Saya mendapat informasi bahwa untuk tunjangan perumahan dan transportasi DPRD provinsi yg diributkan saat ini, angka hasil tim penilai Pemprov jauh dibawah angka yg ditetapkan dalam Peraturan Gubernur NTT Nomor : 22 tahun 2025 yang menjadi dasar pembayaran tunjangan DPRD saat ini. Hasil survei penilai untuk sewa rumah di Kota Kupang paling tinggi Rp. 4.5 juta /bulan dan biaya transportasi paling tinggi Rp. 18 juta/bulan. (Bandingkan dengan angka dalam pergub saat ini, tunjangan rumah menjadi Rp. 23.6 juta dan transportasi menjadi Rp. 28-31 juta). Mungkin saja angka ini sudah sesuai dengan kemampuan keuangan daerah tetapi hemat kami belum sepenuhnya mempertimbangkan kondisi sosial ekonomi masyarakat NTT saat ini yang warga miskinnya masih 1.1 juta orang. Jika diaudit BPK, hal ini bisa terdeteksi dan andai menjadi temuan dalam Laporan Hasil Pemeriksaan (LHP) maka akan diperintahkan dikembalikan untuk kelebihan perhitungan tunjangan. Apabila tidak dikembalikan dalam kurun waktu tertentu bisa berpotensi menjadi tindak pidana korupsi berjemaah.

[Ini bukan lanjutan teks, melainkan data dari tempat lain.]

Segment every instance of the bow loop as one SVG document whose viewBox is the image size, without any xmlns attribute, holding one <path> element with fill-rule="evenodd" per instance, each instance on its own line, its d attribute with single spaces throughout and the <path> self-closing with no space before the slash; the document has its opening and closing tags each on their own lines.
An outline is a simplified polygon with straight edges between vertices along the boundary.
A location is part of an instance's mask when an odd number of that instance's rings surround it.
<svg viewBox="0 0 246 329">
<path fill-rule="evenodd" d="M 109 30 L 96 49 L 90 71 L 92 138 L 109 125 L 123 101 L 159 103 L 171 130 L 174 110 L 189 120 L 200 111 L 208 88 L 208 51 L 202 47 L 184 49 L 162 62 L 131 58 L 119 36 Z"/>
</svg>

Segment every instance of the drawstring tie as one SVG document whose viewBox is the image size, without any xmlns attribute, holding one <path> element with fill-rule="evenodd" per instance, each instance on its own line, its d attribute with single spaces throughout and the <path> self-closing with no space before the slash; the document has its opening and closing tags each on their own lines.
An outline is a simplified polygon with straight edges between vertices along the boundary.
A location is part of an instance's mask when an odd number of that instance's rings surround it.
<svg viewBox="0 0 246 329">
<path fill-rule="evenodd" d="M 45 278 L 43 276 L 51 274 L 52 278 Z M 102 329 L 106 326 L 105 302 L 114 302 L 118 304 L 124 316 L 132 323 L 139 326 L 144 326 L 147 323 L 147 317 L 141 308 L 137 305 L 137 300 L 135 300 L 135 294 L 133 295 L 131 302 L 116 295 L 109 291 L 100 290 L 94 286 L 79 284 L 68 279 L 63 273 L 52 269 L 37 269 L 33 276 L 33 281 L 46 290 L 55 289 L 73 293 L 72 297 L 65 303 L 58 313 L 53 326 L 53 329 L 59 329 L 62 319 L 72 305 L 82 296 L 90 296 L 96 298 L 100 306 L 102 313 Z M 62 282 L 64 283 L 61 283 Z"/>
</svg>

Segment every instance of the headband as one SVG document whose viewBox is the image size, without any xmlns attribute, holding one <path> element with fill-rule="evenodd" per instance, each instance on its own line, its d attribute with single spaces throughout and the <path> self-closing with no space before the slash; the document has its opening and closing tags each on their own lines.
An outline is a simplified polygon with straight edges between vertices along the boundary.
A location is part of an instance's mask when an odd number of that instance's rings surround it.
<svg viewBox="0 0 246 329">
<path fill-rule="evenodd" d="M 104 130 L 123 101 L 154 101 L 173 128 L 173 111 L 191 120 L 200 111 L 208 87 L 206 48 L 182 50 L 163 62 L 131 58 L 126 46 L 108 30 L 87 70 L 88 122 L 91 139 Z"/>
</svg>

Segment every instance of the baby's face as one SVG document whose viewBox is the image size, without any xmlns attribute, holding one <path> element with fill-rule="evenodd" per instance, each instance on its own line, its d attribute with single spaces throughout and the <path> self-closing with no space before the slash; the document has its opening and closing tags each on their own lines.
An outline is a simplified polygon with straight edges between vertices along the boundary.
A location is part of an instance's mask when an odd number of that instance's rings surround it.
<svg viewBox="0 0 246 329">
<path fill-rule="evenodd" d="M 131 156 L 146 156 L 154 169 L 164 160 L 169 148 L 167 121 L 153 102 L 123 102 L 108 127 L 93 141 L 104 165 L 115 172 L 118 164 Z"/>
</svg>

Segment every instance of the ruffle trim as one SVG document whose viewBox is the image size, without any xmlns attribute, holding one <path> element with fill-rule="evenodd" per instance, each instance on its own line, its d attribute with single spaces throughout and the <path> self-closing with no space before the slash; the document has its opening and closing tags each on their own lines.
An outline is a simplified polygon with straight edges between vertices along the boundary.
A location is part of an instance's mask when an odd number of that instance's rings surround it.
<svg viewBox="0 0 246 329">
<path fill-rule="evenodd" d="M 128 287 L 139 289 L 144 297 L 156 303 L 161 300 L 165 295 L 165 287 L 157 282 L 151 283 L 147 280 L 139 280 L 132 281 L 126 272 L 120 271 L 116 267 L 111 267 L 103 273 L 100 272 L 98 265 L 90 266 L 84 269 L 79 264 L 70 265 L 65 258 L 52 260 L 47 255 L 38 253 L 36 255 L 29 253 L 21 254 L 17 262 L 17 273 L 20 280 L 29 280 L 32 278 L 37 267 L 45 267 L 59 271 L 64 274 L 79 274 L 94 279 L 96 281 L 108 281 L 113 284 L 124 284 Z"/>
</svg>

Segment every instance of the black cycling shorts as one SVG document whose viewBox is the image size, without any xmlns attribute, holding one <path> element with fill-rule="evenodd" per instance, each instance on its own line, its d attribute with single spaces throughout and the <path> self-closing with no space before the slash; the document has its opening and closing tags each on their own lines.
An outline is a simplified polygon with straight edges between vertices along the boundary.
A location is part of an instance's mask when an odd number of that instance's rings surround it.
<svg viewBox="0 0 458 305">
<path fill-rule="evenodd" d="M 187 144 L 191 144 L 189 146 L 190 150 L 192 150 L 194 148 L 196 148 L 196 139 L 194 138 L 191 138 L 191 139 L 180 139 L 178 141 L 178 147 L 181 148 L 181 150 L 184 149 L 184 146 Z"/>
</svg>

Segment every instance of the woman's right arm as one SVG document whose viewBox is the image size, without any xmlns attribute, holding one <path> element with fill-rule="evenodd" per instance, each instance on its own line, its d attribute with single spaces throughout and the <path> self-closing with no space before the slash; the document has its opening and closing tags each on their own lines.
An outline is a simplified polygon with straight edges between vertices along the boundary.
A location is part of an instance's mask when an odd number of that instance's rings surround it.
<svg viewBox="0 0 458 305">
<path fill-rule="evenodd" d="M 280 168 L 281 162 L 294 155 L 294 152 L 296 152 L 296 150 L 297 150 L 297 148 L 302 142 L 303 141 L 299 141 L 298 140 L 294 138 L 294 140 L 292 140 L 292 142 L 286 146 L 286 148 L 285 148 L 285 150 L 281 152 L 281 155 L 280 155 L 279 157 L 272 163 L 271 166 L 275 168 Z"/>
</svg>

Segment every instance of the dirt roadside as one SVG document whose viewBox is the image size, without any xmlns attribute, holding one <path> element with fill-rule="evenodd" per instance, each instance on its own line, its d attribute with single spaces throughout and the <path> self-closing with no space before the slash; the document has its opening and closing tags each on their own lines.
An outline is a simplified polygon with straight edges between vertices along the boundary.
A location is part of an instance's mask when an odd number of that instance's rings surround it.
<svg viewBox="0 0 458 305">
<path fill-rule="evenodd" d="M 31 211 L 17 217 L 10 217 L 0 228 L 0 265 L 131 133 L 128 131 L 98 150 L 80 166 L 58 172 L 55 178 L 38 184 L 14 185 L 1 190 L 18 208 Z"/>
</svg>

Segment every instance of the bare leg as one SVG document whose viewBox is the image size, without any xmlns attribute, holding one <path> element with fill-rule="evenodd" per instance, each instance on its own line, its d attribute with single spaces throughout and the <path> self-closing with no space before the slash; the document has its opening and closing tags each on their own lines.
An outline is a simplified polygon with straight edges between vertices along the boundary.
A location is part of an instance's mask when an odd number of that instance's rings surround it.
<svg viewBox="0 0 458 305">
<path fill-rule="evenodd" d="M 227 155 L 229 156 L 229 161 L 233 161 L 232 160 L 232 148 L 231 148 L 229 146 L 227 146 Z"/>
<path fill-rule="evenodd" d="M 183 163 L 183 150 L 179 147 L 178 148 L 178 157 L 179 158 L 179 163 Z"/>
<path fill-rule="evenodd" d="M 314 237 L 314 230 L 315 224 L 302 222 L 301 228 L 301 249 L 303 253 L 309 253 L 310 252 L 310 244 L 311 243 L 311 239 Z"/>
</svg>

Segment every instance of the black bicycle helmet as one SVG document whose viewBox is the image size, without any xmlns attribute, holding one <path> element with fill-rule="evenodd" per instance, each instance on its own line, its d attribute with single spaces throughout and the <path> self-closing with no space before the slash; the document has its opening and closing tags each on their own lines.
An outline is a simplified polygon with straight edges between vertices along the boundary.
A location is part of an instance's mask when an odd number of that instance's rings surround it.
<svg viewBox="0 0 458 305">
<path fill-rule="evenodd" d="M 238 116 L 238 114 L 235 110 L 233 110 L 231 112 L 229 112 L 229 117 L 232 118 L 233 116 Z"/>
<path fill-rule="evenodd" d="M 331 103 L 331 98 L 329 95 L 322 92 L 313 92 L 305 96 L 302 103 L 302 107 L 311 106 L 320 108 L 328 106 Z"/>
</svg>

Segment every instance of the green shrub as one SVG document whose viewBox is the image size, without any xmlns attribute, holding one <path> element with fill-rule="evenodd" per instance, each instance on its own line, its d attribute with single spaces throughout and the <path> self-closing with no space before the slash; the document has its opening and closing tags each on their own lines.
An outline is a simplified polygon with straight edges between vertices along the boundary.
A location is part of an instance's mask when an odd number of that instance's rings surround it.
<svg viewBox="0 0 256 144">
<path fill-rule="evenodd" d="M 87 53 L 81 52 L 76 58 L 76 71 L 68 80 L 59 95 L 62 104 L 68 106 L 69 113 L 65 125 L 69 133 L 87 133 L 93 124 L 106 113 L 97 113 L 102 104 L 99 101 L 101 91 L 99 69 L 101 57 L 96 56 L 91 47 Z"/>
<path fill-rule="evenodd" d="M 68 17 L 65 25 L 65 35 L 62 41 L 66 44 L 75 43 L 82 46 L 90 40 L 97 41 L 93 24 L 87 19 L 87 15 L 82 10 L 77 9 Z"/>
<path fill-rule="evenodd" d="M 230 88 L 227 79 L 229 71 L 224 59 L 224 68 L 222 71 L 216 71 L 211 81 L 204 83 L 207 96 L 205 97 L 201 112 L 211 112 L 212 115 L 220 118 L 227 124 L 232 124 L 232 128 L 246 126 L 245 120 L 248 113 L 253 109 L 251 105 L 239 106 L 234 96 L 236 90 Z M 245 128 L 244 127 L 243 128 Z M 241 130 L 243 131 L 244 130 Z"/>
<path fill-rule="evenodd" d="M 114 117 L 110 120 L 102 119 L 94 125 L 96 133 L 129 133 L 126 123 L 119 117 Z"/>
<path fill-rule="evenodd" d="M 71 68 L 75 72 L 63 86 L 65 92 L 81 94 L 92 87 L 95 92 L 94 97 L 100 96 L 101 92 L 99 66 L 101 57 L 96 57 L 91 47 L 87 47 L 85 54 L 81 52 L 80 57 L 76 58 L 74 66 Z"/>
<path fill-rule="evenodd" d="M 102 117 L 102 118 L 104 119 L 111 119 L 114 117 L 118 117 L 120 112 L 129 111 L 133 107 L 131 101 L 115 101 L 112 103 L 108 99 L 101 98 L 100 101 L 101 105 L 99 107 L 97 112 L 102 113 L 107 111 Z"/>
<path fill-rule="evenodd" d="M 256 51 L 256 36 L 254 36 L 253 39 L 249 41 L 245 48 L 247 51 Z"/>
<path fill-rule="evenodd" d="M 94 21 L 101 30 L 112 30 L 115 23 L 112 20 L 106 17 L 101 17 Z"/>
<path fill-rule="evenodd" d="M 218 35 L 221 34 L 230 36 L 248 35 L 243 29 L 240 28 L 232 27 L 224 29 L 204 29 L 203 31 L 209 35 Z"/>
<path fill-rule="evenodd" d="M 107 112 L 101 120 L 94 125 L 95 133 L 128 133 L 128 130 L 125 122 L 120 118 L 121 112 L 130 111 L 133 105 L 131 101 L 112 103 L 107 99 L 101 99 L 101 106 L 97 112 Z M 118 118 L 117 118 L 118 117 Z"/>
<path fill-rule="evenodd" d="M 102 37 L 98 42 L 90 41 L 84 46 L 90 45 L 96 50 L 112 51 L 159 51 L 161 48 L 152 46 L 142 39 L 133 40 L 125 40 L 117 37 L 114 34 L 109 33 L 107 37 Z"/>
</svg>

Pengalaman DPRD Kota Kupang periode lalu menunjukan demikian sehingga terpaksa semua kelebihan pembayaran tunjangan dikembalikan. Tetapi jika inspektorat dan auditor BPK bisa diajak "kompromi" maka hal itu tidak menjadi temuan atau ditutup diam-diam. Namun hal itu sulit dilakukan karena publik terlanjur tahu besaran tunjangan dan semua regulasi yang menjadi dasar perhitungan besaran tunjangan. Rumus dan pola perhitungan tunjangan sudah diatur regulasi sehingga tidak bisa diatur sesuai selera dan kemauan kita semata. Dalam hal ini, kita masih punya soal besar untuk kepatuhan pejabat negara terhadap peraturan perundangan. Apalagi kita ngomong soal kepatutan, kewajaran dan kepantasan yang mendasari pengambilan keputusan sebagaimana Asas Umum Pemerintahan yang Baik (AUPB). Itu masih jauh. Karena itu saran kami agar Pemerintah Provinsi bersama DPRD NTT serta para Bupati dan DPRD kabupaten/kota masing-masing mendiskusikan kembali besaran tunjangan dengan pertimbangan kemampuan keuangan daerah dan kondisi sosial ekonomi masyarakat NTT saat ini. Revisi kembali Peraturan Gubernur NTT Nomor : 22 tahun 2025 dan peraturan bupati masing-masing kabupaten sesegera mungkin dilakukan dalam rangka merespon tuntutan publik. Hal ini telah dilakukan pula oleh DPR RI dengan menurunkan tunjangan mereka. Kita di daerah tinggal meniru cara itu.
Mari kita terus berupaya agar semua institusi negara dipercaya publik. Kepercayaan publik menjadi modal utama kita dalam rangka membangun daerah. Ketiadaan dukungan publik akan bermuara kepada apatisme publik dan rasa tidak memiliki daerah. Kurangnya kepercayaan publik itu bukan perkara gampang, sebab akan bermuara kepada Kepatuhan warga membayar pajak/retribusi dan kepatuhan kebijakan pemerintah daerah lainnya. Ayo, Kita bisa.(*)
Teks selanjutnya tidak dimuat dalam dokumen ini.